This morning the Chairman of the Board of Commissioners of the Port Authority of New York and New Jersey, Anthony Coscia spoke at a mid-town hotel on the PANYNJ’s plans for the former World Trade Center site including the memorial slated to be built. But of interest to hoteliers and tour and travel professionals were his comments with regard to infrastructure for the greater New York area. Pressing projects that could do with an immediate start include a PATH train link to Newark airport, the single-seat ride from JFK to lower Manhattan (which he did not address but was asked about) and interestingly, but rarely mentioned, a fourth airport.
Coscia stated that based on current passenger growth the three New York area airports, JFK, EWR and LGA are all likely to be tapped out and incapable of handling any more traffic from 2015, a mere nine years from today.

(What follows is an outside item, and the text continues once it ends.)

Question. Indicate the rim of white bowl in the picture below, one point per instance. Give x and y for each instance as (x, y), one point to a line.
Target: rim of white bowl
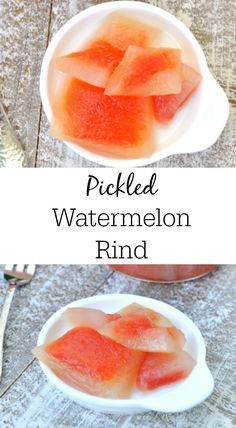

He noted that expected passenger volumes at the three airports at that point is likely to be in the 130 million annual range. A big number but oddly even by adding current volume at the three airports the total exceeds world leader, Atlanta’s Hartsfield airport (84 million passengers per year – 2004) by only 10 million. BAA (a private operator recently taken over by Grupo Ferrovial of Spain) operates Heathrow where annual passenger volume is approximately 67 million. So why do the three New York airports have relatively low traffic for a major entry and transit point such as New York? The obvious answer is the congestion Mr. Coscia referred to but also is due to the monopoly exercised by PANYNJ.
With no competition since its inception some 85 years ago, the Port Authority is a gigantic entity that wields control over an assortment of transportation and infrastructure areas. If a fourth airport is developed with a rail link to Manhattan, the PA will likely seek to take that airport over as well. As the New York Sun recently commented in an editorial in the aftermath of the Ferrovial takeover, it is time to get rid of the quasi-government behemoth that is largely immune to competitive forces and let companies in the private sector bid to run the ports and airports.